Regrettably, that mining boom had largely petered out by the end of the 1970’s, and most of the Ukrainians packed their belongings and moved south where the weather was more amenable and the job opportunities were better. My father had worked in various mines in the area subsequent to being discharged from the Canadian army at the end of the Second World War, but by 1962 he had had enough of the perils and hardships of being a miner and he too moved south. In his case, it was to the Niagara Peninsula where he bought a farm and where I spent my teenage years. I did not return again to my original hometown for another thirty years after that.

I will be travelling again to Rouyn-Noranda this week to do some research on a translation project I have been working on for the past year and half. It is a history in Ukrainian written by Msgr. Lev Chayka who served as parish priest to the scattered Ukrainian communities of northwestern Quebec and northeastern Ontario in the latter half of the twentieth century. These included Kirkland Lake, Virginiatown, Timmins, Rouyn-Noranda, Val D’Or, Amos, Malartic, and many other small towns and villages in the area. He was assigned there in the early 1950s and was instrumental in creating parishes, building churches and organizing not only the religious, but also the social, cultural and educational life of Ukrainians living in this northern hinterland.

In the latter decades of his life, he started writing a history of his life and work in the north, which was only completed recently just prior to his death last year at the age of 99. Two years ago, he gave me his rough manuscript and asked if I could translate it into English and arrange for it to be published. I have been working on that translation on and off since then and am nearing the completion of my efforts. My upcoming trip is one of the last steps in that project, wherein which I hope to be able to confirm dates, names and events as described in the manuscript.

I knew Msgr. Chayka fairly well as I had spent several years as one of his altar boys at the church in Rouyn and had kept in touch with him on an irregular basis over the decades. He was quite a character, with boundless confidence and energy, qualities which were more than necessary in terms of the challenges he faced when he was assigned to what was still a wilderness area of the far north. Over the decades, he was responsible for building at least three large churches, community halls, priestly residences, and a summer camp.

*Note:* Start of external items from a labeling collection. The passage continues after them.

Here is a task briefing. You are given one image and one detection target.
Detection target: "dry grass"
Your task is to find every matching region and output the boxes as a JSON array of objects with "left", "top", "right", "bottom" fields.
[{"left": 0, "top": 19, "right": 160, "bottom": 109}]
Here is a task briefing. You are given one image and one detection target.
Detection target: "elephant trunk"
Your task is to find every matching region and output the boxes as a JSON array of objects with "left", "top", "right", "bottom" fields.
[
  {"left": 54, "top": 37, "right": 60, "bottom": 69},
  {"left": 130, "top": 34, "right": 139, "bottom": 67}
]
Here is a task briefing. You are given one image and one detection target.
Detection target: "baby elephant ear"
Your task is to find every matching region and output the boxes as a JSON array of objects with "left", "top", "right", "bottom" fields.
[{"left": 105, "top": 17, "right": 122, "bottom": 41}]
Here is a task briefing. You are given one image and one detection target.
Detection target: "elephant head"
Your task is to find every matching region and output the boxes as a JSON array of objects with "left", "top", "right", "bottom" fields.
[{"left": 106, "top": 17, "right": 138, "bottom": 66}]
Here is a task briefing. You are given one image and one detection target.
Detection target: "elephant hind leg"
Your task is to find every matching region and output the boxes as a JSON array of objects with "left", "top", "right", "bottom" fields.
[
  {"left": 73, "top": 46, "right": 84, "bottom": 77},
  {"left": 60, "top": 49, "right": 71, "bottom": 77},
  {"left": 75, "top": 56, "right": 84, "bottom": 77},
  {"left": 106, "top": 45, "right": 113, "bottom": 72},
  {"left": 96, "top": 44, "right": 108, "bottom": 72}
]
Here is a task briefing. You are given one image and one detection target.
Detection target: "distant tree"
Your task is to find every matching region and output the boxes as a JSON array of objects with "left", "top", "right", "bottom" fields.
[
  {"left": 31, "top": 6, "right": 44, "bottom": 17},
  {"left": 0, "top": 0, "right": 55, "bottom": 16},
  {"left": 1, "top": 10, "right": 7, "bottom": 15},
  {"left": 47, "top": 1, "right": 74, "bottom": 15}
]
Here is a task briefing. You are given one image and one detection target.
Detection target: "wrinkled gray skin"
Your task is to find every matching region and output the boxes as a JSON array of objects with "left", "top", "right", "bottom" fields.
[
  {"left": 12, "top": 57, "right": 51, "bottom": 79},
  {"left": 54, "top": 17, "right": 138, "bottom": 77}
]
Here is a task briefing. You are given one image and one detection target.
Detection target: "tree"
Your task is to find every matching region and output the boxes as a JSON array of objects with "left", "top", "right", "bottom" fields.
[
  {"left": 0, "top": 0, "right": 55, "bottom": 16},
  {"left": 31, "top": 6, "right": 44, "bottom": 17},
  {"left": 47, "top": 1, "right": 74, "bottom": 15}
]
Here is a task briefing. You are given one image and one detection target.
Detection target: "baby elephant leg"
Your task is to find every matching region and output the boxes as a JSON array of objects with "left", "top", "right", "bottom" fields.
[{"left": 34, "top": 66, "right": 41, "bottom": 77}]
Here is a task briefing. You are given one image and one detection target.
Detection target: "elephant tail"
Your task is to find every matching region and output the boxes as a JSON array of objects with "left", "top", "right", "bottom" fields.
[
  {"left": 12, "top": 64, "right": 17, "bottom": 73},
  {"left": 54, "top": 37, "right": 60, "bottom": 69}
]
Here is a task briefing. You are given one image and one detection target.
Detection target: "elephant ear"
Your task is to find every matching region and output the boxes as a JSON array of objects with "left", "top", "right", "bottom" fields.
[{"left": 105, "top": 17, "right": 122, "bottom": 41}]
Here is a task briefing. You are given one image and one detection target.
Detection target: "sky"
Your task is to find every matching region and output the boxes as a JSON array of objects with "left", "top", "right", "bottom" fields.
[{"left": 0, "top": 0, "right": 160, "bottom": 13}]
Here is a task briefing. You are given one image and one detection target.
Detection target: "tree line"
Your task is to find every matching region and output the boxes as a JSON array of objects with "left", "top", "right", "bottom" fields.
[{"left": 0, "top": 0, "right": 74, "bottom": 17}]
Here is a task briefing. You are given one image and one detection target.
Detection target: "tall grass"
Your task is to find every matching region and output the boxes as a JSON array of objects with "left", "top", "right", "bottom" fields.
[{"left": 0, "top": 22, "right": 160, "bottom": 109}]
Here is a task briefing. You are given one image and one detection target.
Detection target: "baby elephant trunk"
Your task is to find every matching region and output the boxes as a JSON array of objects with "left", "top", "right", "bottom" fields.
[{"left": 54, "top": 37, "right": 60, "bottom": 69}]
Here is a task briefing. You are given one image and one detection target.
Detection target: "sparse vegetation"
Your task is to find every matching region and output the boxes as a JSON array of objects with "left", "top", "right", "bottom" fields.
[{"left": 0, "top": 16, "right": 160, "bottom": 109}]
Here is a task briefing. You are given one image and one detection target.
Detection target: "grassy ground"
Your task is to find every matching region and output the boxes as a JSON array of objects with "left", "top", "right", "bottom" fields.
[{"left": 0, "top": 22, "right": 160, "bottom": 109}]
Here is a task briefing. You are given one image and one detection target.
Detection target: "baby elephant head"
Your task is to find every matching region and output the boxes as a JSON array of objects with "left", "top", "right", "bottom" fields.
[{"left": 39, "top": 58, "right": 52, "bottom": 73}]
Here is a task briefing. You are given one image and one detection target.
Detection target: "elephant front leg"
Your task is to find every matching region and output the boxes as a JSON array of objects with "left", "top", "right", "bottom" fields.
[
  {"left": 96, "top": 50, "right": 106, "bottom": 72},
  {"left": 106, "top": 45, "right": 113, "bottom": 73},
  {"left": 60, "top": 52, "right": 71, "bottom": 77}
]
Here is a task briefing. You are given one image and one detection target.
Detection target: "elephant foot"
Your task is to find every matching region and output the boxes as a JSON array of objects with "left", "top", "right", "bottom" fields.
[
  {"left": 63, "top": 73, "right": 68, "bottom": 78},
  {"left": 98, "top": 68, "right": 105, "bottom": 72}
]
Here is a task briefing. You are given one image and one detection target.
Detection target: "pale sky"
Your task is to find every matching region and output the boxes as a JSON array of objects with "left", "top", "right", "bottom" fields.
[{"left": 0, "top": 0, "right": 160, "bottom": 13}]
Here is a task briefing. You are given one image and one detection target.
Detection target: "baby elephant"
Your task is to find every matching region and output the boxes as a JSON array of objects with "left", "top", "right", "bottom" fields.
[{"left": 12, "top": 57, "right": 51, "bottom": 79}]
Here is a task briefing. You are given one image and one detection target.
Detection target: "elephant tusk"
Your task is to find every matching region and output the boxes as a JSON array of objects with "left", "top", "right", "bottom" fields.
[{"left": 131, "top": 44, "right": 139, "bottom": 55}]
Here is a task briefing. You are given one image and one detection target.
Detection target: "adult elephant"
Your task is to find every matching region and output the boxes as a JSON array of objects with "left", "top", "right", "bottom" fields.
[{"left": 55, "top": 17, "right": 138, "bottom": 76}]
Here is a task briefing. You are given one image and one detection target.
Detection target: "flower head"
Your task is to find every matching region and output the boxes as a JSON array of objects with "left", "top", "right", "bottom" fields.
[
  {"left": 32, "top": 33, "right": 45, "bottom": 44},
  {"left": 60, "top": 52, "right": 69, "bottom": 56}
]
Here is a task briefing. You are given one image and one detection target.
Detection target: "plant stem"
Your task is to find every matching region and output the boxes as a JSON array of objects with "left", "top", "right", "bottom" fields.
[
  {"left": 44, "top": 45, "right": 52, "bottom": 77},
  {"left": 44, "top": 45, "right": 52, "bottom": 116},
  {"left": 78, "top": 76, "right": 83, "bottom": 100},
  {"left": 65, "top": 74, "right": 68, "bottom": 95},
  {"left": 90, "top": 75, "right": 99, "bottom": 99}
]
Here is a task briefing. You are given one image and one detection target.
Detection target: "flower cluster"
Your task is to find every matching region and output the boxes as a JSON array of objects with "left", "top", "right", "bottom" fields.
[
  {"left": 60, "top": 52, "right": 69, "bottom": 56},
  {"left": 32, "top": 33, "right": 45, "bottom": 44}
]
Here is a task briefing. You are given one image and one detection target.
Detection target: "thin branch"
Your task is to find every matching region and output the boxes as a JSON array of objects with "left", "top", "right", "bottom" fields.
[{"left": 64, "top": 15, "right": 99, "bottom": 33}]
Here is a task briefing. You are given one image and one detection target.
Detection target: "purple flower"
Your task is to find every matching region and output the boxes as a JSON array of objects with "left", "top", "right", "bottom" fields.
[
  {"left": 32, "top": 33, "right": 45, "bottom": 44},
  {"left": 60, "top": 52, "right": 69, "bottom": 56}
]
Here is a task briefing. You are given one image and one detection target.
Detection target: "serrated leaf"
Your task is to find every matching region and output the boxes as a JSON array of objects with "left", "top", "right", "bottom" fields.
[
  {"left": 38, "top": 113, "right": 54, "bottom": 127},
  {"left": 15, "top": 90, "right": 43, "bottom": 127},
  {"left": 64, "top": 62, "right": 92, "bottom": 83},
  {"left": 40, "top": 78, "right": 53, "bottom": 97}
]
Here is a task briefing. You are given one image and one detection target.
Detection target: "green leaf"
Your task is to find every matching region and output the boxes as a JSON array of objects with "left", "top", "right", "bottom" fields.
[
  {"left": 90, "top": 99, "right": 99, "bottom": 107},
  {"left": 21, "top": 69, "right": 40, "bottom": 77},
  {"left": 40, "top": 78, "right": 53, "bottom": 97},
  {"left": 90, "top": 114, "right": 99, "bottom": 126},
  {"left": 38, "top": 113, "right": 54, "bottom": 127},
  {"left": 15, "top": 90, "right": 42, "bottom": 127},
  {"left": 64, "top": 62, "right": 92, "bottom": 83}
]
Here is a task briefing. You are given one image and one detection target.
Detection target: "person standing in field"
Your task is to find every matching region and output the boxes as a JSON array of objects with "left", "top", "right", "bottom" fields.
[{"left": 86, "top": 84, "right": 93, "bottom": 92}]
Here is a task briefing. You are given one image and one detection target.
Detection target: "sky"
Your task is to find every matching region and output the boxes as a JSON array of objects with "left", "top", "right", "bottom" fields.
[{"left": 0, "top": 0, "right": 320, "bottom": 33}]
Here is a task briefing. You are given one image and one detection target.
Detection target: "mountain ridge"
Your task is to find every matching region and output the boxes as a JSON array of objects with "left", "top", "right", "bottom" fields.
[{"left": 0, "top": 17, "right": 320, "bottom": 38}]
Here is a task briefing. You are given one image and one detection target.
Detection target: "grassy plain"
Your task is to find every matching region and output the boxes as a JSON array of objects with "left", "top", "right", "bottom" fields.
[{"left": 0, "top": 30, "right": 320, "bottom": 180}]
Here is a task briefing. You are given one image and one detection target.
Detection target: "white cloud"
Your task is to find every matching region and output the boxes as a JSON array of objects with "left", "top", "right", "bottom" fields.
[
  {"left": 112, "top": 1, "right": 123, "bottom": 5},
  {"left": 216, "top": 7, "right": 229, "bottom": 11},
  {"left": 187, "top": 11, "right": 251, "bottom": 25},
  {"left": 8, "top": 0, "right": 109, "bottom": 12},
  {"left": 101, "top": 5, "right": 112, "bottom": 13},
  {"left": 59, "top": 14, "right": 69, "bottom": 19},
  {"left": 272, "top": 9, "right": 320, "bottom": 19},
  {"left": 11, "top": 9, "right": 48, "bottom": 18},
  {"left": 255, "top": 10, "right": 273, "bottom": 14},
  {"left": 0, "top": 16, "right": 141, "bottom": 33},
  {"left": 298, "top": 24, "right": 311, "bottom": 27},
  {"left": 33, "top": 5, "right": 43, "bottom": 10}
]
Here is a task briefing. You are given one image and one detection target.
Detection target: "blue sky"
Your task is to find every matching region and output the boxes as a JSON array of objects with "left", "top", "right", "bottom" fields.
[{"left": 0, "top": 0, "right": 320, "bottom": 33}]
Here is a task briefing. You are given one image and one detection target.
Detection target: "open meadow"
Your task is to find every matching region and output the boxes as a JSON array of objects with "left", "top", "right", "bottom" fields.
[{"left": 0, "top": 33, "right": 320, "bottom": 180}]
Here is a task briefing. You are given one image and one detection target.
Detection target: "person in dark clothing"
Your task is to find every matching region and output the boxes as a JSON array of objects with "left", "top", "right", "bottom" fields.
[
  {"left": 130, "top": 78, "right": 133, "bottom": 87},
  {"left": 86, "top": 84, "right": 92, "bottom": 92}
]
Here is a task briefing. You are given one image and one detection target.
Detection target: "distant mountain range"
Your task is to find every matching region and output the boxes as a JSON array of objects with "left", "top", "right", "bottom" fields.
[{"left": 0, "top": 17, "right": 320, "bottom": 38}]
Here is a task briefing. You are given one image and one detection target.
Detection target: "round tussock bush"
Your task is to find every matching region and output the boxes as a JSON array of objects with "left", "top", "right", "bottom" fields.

This he did from scratch, twisting arms to get the necessary funding, organizing the communities to do much of the actual construction, and mediating the typical disagreements and conflicts amongst the Ukrainian community that was often at odds because of politics, religion, as well as regional and generational divides. His persistence and methods at times may have riled some of his parishioners, but there can be no doubt that he was a cornerstone and primary organizer of almost everything that happened in the Ukrainian communities in this remote part of Canada in the latter half of the twentieth century.

This translation project has been somewhat of a challenge for me, as the manuscript was prepared on an old manual typewriter that was almost as old as Msgr. Chayka, and where the quality of the printing could be said to be more than just a little uneven. The text also contains many whiteouts, corrections, written notes and commentary that required patience to decipher. Further, all the names, including those of French and English persons mentioned in the book were transliterated into the Ukrainian Cyrillic alphabet and many proved a challenge to figure out what they were in the original English or French alphabets. Being written over the course of several decades, there were also some cases of repetition and redundant text which required significant editing. Nonetheless, I have completed a first draft and hope to have the book published early this spring. I consider it vital that we have a proper historical account of this significant and important chapter in the history of Ukrainian settlement in Canada.

In the meantime, I am greatly looking forward to revisiting the neighbourhoods of my youth and rekindling those memories of the rich Ukrainian life I experienced in my youth which played such a formative role in developing my Ukrainian consciousness and identity.